Anti-austerity policies are a vote loser and Labour's defeat at the general election was caused by a failure to persuade the public it could be trusted to tackle the deficit, an independent review has found.
The study, led by the party's former policy chief Jon Cruddas, found that "the Tories didn't win despite austerity, they won because of it" and warned that Labour could not ignore the views of the public.
The findings came as left-winger Jeremy Corbyn, who has seen a surge in support for his anti-austerity message, suffered an opinion poll setback with a survey showing rival Andy Burnham is the clear favourite among Labour voters.
The Opinium poll found that among Labour voters, rather than just party members, Mr Burnham was on 39%, 15 points clear of Mr Corbyn, with Yvette Cooper on 22% and Liz Kendall on 15%.
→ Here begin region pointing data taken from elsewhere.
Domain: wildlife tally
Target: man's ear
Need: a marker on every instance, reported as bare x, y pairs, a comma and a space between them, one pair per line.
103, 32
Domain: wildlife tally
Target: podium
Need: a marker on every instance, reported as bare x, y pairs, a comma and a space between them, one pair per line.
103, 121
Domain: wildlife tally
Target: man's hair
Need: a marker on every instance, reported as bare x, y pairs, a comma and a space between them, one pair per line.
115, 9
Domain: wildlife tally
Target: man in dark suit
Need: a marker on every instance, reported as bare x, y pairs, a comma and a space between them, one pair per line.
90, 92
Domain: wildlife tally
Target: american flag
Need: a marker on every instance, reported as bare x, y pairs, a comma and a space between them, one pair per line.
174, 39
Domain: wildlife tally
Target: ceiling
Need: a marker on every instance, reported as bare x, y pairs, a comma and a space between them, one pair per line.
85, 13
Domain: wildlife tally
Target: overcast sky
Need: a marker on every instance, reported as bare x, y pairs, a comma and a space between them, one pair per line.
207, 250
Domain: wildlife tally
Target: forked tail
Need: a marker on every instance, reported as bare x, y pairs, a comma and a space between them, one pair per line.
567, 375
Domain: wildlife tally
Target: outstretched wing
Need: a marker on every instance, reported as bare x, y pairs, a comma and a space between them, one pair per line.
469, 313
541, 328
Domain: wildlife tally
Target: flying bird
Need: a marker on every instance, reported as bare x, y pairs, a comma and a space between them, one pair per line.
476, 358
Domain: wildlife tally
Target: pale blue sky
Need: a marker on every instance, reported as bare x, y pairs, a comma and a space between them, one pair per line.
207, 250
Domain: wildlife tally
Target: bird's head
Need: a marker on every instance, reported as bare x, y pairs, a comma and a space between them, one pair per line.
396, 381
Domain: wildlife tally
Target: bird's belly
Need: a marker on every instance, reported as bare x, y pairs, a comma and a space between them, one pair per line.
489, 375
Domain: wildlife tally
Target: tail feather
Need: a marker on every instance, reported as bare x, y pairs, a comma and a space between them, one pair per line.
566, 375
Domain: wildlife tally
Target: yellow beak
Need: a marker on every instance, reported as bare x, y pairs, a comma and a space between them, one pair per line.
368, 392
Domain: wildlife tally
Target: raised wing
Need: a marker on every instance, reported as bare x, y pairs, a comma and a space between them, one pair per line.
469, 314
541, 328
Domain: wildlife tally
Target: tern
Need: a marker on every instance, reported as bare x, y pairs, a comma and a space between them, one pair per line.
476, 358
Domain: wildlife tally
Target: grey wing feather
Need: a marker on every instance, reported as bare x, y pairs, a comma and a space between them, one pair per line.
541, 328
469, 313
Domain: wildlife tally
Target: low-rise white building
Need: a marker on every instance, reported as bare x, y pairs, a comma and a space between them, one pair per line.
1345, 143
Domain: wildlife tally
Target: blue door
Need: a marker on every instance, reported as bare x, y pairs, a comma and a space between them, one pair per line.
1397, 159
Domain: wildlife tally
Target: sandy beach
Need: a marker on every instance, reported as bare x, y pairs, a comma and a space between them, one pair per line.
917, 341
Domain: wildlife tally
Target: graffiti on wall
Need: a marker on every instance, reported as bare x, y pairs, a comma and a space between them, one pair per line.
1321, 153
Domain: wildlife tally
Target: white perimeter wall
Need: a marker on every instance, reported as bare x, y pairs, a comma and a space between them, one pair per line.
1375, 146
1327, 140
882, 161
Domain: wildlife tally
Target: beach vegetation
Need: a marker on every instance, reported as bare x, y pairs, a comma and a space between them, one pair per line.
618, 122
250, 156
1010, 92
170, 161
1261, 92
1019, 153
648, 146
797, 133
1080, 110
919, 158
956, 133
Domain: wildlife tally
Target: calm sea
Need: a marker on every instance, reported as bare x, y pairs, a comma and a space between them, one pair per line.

Some 70% thought Mr Burnham was likely to win a general election as leader, while just 51% thought it likely that Mr Corbyn would walk through the door of No 10 as prime minister.
In a blunt message to the party, Mr Cruddas said it would have to accept "hard truths" about the reason for its electoral defeat.
"On the basis of the data, the public appear to think anti-austerity is a vote loser - we cannot ignore that," he said.
"We can seek to change the views of the public, but it's best not to ignore them."
In an article on the LabourList website he said: "The Tories won because voters believed they will cut the deficit, even though a majority understand that the economic system is unfair.
"The Tories' message on the deficit was clear, Labour's was not. The Tories are trusted to manage the country's finances, Labour is not."
Polling of 3,000 people in England and Wales for the review found that 58% of voters agreed cutting the deficit was the "top priority", with just 16% disagreeing. But some 60% agreed the economy unfairly favours powerful interests and 43% said they would vote for a party that would redistribute wealth from the rich to the poor.
Labour's crushing defeat in Scotland to the anti-austerity message of the SNP "does not set a precedent for its leftward shift in England", Mr Cruddas added.
"The SNP's anti-austerity politics simply increased the risk that Labour represented to English voters," he said.
Mr Corbyn sought to regain the initiative in the campaign by promising a radical series of measures to improve the supply of housing, including rent controls and the possibility of extending right-to-buy powers to private tenants while restricting them for council house occupants.
His policy document said: "The free market free-for-all in housing has failed. Only the Government is able to play the strategic, co-ordinating role to tackle the housing crisis."
The plan floats the idea of a "right-to-buy shared equity scheme" for private tenants renting from large-scale landlords.
Mr Corbyn calls for at least 240,000 homes a year to be built, with more than half of them council houses.
He said "exorbitant" rents needed to come down and the document proposed strict limits on rent rises, possibly linking them to earnings rather than increases in property prices.
:: Opinium Research carried out an online survey of 1,942 British adults from July 24 to 27.